Con 16 millones de españoles dependiendo de una nómina pública en cualquiera de sus modalidades, subir el SMI aspira a dividir definitivamente a la sociedad en dos bloques: el que paga y el que recibe

Es curioso que quienes más pontifican del empleo y del salario jamás hayan tenido uno y pagado otro. El Gobierno es a la creación de trabajo o al ejercicio de uno, fuera de la política, lo que Carlos Henrique Raposo al fútbol.

Káiser, el apodo con el que se hizo célebre, estuvo 20 años en la élite del balompié internacional sin llegar a jugar ni un partido oficial. Siempre se las apañó por fichar por grandes equipos cariocas, incluso italianos, sin tener que poner en liza sus inexistentes virtudes.

A Sánchez, Díaz, Montero y no digamos Belarra, les ocurre algo similar: echaron los dientes de leche amamantando la teta pública, enchufados en algún negociado anexo al partido; pero nos van a decir a todos cómo se resuelve esto del empleo, materia de la que saben tanto como de la reproducción en cautividad del pingüino de Humboldt.

A la proeza de aprobar la reforma laboral tras cocerla en un puchero le añaden ahora la cuarta revisión del Salamo Míriro Intefopresional para elevarlo a mil euros, como si sus sortilegios fueran útiles por el mero hecho de enunciarlos: nunca entendí cómo, si todos los derechos se conseguían y financiaban por el mero hecho de regularlos, no se les ocurría a los países más rezagados del mundo proscribir la pobreza, el hambre o el crimen en sus constituciones e incluir en ellas el trabajo, las lentejas o la longevidad.

Si con quererlo basta, no hay razón para no quererlo muy fuerte.

Oponerse a la cuarta revisión del SMI tiene difícil salida: parece que uno defiende que, en un país donde el recibo de la luz de ahora equivale a la letra del piso de hace dos décadas, la peña viva con el diezmo feudal y encima no rechiste por ello.

Pero no es eso. El trabajo es un bien que se activa a demanda de esa cosa llamada empresario: crea un puesto si le salen las cuentas. Y si no, se busca la vida de otra manera. Los decretos pueden regular casi todo menos una cosa: la obligación de crear trabajo.
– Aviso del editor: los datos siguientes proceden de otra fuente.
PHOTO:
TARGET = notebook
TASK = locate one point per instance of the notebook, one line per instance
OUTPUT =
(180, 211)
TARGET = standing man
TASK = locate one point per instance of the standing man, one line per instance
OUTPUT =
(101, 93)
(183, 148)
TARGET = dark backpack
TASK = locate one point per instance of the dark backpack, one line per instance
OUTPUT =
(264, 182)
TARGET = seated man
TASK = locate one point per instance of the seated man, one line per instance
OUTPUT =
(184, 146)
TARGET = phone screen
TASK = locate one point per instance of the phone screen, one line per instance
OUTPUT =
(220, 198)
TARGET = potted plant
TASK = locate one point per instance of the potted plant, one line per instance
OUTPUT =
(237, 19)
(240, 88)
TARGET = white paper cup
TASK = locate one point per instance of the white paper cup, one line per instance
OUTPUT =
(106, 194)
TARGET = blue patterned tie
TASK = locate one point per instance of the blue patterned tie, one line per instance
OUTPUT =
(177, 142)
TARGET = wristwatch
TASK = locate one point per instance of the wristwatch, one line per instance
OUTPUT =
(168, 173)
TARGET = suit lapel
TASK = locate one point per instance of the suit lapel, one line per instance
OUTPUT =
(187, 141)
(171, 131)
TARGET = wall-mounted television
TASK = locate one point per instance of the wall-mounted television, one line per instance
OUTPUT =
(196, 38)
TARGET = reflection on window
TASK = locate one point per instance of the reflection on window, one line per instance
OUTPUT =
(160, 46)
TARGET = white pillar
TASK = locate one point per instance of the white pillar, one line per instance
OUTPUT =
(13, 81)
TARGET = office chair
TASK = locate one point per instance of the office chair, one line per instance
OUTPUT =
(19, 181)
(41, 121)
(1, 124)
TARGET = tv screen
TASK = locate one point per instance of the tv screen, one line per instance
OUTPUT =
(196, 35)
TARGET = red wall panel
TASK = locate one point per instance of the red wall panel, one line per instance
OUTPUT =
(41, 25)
Eso depende de la voluntad de un empresario y, para que la tenga, suele ser recomendable quitarle miedo y ayudarle a reducir sus riesgos.

En España ocurre lo contrario: si al empresario le va mal, aunque sea el de Mercería Conchi, se le fusila. Y si le va bien, también. El resultado es el que es: somos el país con menos crecimiento de empleo de la OCDE y uno de los más afectados por el impuesto al trabajo que son las cotizaciones.

Por eso, más allá de la grandilocuencia sanchista, el aparente repunte del empleo y de la afiliación es un espejismo o, peor, otra trampa más del Gobierno más tramposo de la historia: todos son funcionarios, contratos a tiempo parcial, futuros despedidos y sombras de un empleo real que coloca a España en la situación ideal para este chavismo de baja intensidad que nos rodea.

Con 16 millones de españoles dependiendo de una nómina pública en cualquiera de sus modalidades, subir el SMI aspira a dividir definitivamente a la sociedad en dos bloques: el que paga y el que recibe, procurando que la segunda parte sume al menos un voto más. Ese círculo jamás puede cuadrar, pero cabe en una papeleta.